Come è costruita Venezia

Sulla nascita di Venezia gli studiosi danno alla città un'origine Romana, mentre per l'origine materiale e fisica di Venezia, sorta dall'acqua come un miracolo di pietra, è un miracolo che nasce dalla fatica e dall'ingegno dei Veneziani. 

E’ una città unica nel suo genere, pensate come fa a reggersi senza che sprofondino i suoi palazzi, le sue imponenti chiese come quella di S.Marco o della Salute ed i campanili. Da sempre per la costruzione di un edificio, piccolo o grande che fosse, la città ha dovuto fare i conti con l’acqua, la salsedine, il fango e la sabbia e da questi elementi i veneziani riuscirono con il loro ingegno a costruire un capolavoro d'ingegneria e bellezza.

Venezia è sorta su una immensa  "foresta di alberi rovesciati". Ecco come operavano i Veneziani: delimitavano l’area destinata alle fondazioni con due serie di palificazioni parallele tra loro distanti circa 80 cm, riempivano lo spazio tra le palificate con fango, svuotavano dai residui d’acqua la zona che era stata chiusa e una volta asciutta, cominciavano a piantare tronchi d’albero, uno vicino all’altro, tanto in profondità da raggiungere il terreno solido. Gli interstizi tra un tronco e l’altro venivano riempiti con cocci, vetri, pezzi di mattoni, rottami vari, pietre, impastati con calcestruzzo. Sulle teste parificate si applicava una tavolata di larice o di olmo.
I pali conficcati nel fango diventavano così resistenti e cementati tra loro da conservarsi in ottime condizioni per secoli.

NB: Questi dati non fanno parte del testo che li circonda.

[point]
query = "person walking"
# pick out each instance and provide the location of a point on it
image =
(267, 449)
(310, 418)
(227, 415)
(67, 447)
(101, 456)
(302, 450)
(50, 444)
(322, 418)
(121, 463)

I pozzi invece non sono tali, ma semplice cisterne, cioè non pescano in falde sotterranee (non c'è acqua dolce ma salata), ma semplicemente contenitori di acqua piovana incanalata proprio grazie all'ampiezza dei campi.

I camini a campana rovesciata sono costruiti in modo che il vento non sparpagliasse in giro le faville, che avrebbero provocato rovinosi incendi.